As an established principle for EU energy policy design, Energy Efficiency First emphasizes the demand-side solutions in policy-making, energy system planning, and investment. However, there are various barriers to applying the principle, and one key barrier is the involvement of multiple market actors with different interests, especially in a market-based system. It is challenging for the policy-makers and regulators to incentivize them to fully exploit the demand-side resources. In this paper, we developed a decision-tree framework to support applying the EEF principle in practice.

Two different types of cases are distinguished according to the involvement depth of policy-makers and regulators. For the cases from each type, the tool supports from different perspectives:

  • For policy-making cases in the market-based decentralized systems, the tool can be used to visualize and analyze potential actions and processes for policy-makers and regulators. They cannot check and approve the decisions of market actors, but can only design and implement policies to motivate their behaviors.

  • For system planning and investment cases in the regulated (e.g., network and vertically integrated) systems, the tool can be used to organize the actions of all potential decision-makers in different cases, and also organize the whole decision-making processes in the project.
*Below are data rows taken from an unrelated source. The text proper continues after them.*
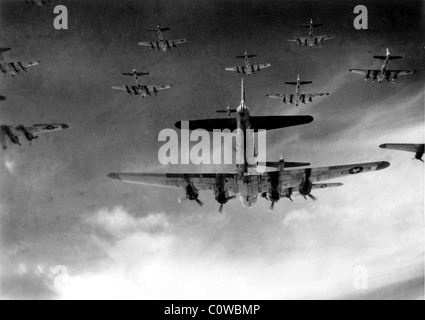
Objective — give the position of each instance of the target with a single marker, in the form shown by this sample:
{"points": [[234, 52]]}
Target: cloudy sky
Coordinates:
{"points": [[67, 231]]}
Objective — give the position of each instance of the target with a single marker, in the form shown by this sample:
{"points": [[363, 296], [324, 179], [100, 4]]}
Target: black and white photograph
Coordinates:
{"points": [[196, 151]]}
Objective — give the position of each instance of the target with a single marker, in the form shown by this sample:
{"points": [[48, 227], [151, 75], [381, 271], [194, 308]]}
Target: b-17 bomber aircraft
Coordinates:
{"points": [[11, 134], [298, 96], [39, 3], [384, 73], [418, 149], [248, 68], [246, 182], [14, 68], [161, 43], [140, 89], [312, 40]]}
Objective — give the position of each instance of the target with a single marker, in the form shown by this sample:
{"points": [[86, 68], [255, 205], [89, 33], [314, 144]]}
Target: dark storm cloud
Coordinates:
{"points": [[55, 199]]}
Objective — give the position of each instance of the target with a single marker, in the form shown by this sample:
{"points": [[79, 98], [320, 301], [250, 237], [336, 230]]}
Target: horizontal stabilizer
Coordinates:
{"points": [[301, 83], [248, 56], [326, 185], [257, 123], [139, 74], [229, 111], [161, 29], [309, 26]]}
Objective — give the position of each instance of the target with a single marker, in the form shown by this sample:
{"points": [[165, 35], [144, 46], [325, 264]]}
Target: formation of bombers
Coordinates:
{"points": [[249, 182]]}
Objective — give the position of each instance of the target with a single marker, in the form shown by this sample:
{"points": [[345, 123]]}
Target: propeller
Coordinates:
{"points": [[307, 180], [220, 210], [272, 206]]}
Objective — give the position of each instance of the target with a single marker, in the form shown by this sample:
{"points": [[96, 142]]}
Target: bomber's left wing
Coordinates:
{"points": [[299, 40], [293, 178], [150, 44], [13, 133], [159, 87], [325, 37], [240, 69], [21, 66], [177, 180], [178, 41], [397, 73], [419, 149], [275, 96], [39, 128], [259, 67]]}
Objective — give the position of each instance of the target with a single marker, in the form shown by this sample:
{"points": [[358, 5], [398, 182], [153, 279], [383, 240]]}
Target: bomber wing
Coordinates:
{"points": [[404, 147], [293, 178], [177, 180]]}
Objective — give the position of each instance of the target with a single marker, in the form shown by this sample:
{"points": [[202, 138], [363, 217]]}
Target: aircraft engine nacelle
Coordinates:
{"points": [[221, 192], [274, 195], [192, 193], [222, 196], [289, 194], [367, 75], [306, 188], [28, 135]]}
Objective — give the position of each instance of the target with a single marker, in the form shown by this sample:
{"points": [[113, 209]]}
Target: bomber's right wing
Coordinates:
{"points": [[17, 67], [150, 44], [285, 98], [177, 180], [403, 147], [257, 123], [159, 87], [365, 72]]}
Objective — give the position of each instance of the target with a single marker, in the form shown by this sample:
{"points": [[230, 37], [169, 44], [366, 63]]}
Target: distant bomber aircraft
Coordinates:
{"points": [[248, 68], [140, 89], [312, 40], [14, 68], [298, 96], [384, 73], [162, 44], [12, 133], [246, 182], [415, 148], [39, 3]]}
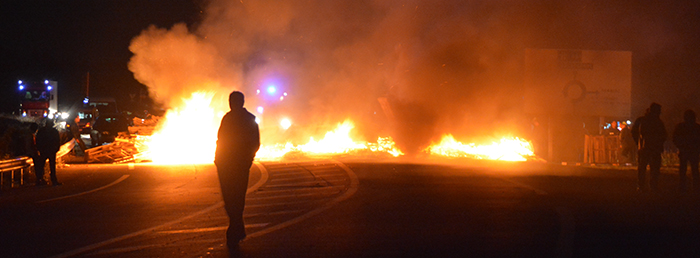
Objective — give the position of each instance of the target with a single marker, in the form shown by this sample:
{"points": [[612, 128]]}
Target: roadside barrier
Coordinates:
{"points": [[14, 167]]}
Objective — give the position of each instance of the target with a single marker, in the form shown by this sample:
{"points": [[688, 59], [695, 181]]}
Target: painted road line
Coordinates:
{"points": [[86, 192], [217, 205], [354, 182], [198, 230]]}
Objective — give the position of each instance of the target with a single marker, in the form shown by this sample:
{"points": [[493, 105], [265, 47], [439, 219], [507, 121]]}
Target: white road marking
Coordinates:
{"points": [[86, 192], [217, 205], [197, 230]]}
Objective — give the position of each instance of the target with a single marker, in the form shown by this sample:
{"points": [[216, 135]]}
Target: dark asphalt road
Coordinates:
{"points": [[352, 208]]}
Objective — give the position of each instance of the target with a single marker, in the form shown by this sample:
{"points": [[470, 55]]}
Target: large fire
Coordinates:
{"points": [[509, 149], [188, 136]]}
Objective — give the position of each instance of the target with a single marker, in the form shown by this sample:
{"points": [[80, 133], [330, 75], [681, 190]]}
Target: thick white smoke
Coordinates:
{"points": [[443, 66]]}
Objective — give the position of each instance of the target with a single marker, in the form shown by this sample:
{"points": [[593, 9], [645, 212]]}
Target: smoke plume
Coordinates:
{"points": [[442, 66]]}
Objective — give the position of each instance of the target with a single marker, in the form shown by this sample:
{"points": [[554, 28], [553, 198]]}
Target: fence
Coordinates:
{"points": [[14, 167], [602, 149]]}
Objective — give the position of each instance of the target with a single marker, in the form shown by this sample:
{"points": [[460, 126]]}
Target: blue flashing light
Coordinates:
{"points": [[271, 89]]}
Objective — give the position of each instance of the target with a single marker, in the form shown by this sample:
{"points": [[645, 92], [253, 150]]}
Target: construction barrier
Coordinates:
{"points": [[14, 167]]}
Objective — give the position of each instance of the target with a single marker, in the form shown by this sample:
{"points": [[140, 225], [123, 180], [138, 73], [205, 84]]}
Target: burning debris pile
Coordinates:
{"points": [[304, 69]]}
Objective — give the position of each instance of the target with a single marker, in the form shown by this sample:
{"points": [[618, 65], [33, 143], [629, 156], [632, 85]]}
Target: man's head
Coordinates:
{"points": [[236, 100], [655, 109], [689, 116]]}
In general, this paper contributes to the application of the EEF principle by defining and distinguishing different types of cases, identifying the most common elements (incl. decision-makers, project phases, and actions), and proposing a decision-tree framework than can be flexibly constructed based on the elements for different cases. Two examples are provided for further explanation and discussion. For some cases, the framework may need necessary extensions, for example, with new phases added, new decision-makers introduced, or new actions defined. Additionally, it might need to become more specific and hands-on to ensure the usefulness in each case. However, the overall framework can serve as a starting point by providing a systematic overview of the complex process to decision-makers.